Prostate Cancer Warning

Men Who Put On Too Much Weight In Late Teens And 20s Increase Risk Of Dying From The Disease.

Men putting on too much weight in a their late teens and 20s increase their risk of dying from prostate cancer later in life, new research released in Dublin suggests today.

The study involving an analysis of 250,000 men in Sweden which found weight gain over the course of a man’s life is associated with developing prostate cancer overall, and aggressive and fatal forms in particular.

It is being presented to the European Congress on Obesity in Dublin today.

The link with aggressive and fatal prostate cancer was driven by weight gain between the ages of 17 and 29.

Prostate cancer warning – Men who put on too much weight in late teens and 20s increase risk of dying from the disease Pic.

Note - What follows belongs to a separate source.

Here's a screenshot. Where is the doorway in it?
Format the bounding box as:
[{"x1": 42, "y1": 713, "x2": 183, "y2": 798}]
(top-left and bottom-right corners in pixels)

Alamy Stock Photo.

A man who gains 1kg a year between the ages of 17 and 29 years has a 13pc increased risk of aggressive prostate cancer and a 27pc increased risk of fatal prostate cancer.

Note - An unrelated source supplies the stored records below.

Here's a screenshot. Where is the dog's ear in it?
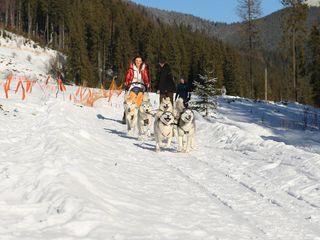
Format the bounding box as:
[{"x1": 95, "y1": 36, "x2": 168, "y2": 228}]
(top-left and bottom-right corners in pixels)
[
  {"x1": 124, "y1": 95, "x2": 131, "y2": 102},
  {"x1": 142, "y1": 94, "x2": 149, "y2": 102}
]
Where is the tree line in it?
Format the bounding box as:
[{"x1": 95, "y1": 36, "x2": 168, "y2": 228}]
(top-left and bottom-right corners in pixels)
[{"x1": 0, "y1": 0, "x2": 319, "y2": 106}]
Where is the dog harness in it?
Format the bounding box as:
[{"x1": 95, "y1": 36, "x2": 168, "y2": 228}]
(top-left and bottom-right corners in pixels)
[{"x1": 159, "y1": 111, "x2": 175, "y2": 138}]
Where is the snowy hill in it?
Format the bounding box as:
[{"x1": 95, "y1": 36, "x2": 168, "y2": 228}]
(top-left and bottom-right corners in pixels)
[
  {"x1": 0, "y1": 32, "x2": 320, "y2": 240},
  {"x1": 0, "y1": 30, "x2": 57, "y2": 83}
]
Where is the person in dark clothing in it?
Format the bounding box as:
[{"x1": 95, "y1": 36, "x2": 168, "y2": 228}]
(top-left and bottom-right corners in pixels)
[
  {"x1": 156, "y1": 58, "x2": 176, "y2": 104},
  {"x1": 174, "y1": 78, "x2": 191, "y2": 107}
]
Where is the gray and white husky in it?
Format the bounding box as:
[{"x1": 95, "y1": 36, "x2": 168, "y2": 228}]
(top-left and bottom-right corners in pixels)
[
  {"x1": 138, "y1": 98, "x2": 153, "y2": 140},
  {"x1": 124, "y1": 98, "x2": 138, "y2": 136},
  {"x1": 154, "y1": 111, "x2": 175, "y2": 152},
  {"x1": 177, "y1": 109, "x2": 196, "y2": 152}
]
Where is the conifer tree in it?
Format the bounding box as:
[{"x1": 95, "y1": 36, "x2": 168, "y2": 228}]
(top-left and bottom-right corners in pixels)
[
  {"x1": 281, "y1": 0, "x2": 308, "y2": 101},
  {"x1": 190, "y1": 71, "x2": 217, "y2": 117},
  {"x1": 308, "y1": 25, "x2": 320, "y2": 107},
  {"x1": 237, "y1": 0, "x2": 261, "y2": 98}
]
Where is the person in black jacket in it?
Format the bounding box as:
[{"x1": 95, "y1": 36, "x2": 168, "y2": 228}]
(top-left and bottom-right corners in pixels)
[
  {"x1": 156, "y1": 58, "x2": 176, "y2": 104},
  {"x1": 174, "y1": 78, "x2": 191, "y2": 107}
]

Prostate cancer is the second most common cancer in men globally and is diagnosed in 3,941 patients in Ireland annually.

Around 500 men die of the disease each year.

Dr Marisa da Silva, of the Department of Translational Medicine, Lund University, Malmo, Sweden, said: “Knowing more about the factors that cause prostate cancer is key to preventing it.

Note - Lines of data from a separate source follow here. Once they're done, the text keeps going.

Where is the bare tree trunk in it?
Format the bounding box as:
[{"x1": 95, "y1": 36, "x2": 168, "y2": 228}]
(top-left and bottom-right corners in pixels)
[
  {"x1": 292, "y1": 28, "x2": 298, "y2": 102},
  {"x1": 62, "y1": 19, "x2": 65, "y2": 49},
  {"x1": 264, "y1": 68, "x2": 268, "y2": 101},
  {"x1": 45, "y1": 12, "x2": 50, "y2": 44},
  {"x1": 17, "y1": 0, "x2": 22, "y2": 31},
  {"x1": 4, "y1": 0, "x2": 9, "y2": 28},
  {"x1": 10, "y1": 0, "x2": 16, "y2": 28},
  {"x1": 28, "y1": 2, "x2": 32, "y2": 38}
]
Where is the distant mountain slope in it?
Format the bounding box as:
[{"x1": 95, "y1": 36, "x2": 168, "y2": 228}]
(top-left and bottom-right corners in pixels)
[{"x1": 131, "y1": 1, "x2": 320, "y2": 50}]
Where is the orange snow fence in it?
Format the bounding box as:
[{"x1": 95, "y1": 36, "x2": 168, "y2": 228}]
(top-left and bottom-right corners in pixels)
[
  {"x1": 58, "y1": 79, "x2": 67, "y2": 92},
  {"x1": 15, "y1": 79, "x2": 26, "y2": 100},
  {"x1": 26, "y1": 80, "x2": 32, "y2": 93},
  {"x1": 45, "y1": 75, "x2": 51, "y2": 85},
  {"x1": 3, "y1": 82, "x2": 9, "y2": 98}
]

“The only well-established risk factors, such as increasing age, a family history of the disease and several genetic markers, are not modifiable, making it vital to identify risk factors that can be changed.”

Previous research has found strong evidence that excess body fat increases the risk of fatal prostate cancer. The evidence that body fat is associated with prostate cancer overall is, however, unclear.

In addition, many of these studies relied on measures of body fat from one point in time and did not assess aggressiveness.

Dr da Silva and her colleagues analysed data on men whose weight had been measured at least three times between the ages of 17 and 60 years. Weight was measured objectively (83pc), subjectively (5pc) and on the basis of recall (12pc).

The men, who were free of prostate cancer from 1963 until 2014, were followed up until 2019 for a median of 43 years.

There were 23,348 men who were diagnosed with prostate cancer, with an average age at diagnosis of 70 years, and 4,790 men died of the disease.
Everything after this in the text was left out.